I had done my own Kafka tour of Prague on a previous occasion, searching out views of his various apartments, the insurance building where he worked, taking walks through the same vaulted archways and twisting alleys that he, man and boy, would have taken. On a building in Maiselova Street in the Old Town there is a black bronze plaque commemorating Kafka's birthplace, a three dimensional portrait, rather too gaunt. In the entrance to Strašnice cemetery, a large board indicates, black letters on white, the way to the grave of 'DR FRANZ KAFKA'. It came as a surprise to find this obvious, tangible evidence of a writer who's work was yet still banned.

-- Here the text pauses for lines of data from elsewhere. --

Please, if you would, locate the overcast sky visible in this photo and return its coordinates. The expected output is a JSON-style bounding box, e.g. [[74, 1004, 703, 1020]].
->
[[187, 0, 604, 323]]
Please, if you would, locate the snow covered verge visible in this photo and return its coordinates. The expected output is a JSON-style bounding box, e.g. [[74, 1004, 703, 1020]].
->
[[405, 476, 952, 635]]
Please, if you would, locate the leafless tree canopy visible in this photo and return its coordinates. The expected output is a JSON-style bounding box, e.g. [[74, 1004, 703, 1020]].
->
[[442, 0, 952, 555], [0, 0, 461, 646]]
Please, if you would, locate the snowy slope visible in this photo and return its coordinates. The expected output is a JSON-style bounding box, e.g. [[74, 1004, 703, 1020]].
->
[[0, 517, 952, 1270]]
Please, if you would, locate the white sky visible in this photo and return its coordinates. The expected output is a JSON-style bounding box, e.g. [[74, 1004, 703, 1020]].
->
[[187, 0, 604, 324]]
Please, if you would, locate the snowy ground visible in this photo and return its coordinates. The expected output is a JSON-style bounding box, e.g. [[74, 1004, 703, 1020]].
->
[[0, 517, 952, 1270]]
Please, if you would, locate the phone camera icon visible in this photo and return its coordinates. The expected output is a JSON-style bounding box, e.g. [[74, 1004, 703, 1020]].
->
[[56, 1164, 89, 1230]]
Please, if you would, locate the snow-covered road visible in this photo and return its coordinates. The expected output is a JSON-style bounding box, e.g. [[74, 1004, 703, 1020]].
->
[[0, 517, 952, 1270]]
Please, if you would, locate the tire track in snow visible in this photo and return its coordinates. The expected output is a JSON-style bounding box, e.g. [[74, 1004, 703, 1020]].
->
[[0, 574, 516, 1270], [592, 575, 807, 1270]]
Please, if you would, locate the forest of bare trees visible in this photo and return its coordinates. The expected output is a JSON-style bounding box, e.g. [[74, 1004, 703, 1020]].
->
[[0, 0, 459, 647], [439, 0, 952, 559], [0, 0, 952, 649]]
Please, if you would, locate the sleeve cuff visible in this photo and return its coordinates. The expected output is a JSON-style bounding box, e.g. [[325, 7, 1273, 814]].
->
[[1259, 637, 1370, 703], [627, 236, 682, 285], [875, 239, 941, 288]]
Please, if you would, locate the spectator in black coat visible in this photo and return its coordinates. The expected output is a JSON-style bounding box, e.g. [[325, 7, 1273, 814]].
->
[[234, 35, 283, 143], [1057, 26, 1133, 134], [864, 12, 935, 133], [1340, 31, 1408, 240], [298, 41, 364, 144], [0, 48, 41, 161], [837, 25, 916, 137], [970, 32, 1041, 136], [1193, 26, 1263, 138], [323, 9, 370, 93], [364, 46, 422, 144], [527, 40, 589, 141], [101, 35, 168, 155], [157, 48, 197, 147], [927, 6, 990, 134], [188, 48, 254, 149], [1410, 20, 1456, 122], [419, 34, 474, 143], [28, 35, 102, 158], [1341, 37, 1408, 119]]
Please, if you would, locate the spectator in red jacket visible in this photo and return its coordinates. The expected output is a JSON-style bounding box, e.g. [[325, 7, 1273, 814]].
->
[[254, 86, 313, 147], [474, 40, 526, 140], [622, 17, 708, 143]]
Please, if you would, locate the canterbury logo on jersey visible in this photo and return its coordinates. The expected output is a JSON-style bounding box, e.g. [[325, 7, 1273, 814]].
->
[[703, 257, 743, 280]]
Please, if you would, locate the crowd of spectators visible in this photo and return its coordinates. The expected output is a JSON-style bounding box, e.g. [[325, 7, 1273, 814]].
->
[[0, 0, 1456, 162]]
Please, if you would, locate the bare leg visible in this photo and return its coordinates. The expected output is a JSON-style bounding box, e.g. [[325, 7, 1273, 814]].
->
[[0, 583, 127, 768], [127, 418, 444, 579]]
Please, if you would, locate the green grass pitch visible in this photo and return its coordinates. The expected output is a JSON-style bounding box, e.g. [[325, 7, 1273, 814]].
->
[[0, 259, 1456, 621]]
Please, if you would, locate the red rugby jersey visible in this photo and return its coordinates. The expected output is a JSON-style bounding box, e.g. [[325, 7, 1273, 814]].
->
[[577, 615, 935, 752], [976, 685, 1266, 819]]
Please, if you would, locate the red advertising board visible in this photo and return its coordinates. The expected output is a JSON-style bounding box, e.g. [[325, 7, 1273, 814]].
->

There is a small plaque, too, on the wall of 22 Golden Lane. Close to the house, work had been done on setting drains and several discarded cobblestones lay nearby. I knelt and picked up one of the small black granite cubes so typical of Prague's old roads and pavements and thought how likely it was that Kafka himself would have stepped on it, to and from the house. I slipped it into my pocket. I would, I thought, take something away with me, if not a filmed acceptance speech by the newly appointed Nobel Laureate for Literature, then at least a small part of Prague upon which his illustrious but proscribed forbear might very well have trodden.

And then, with my hand in my pocket,  I remembered the Irish whisky. Seifert's whisky.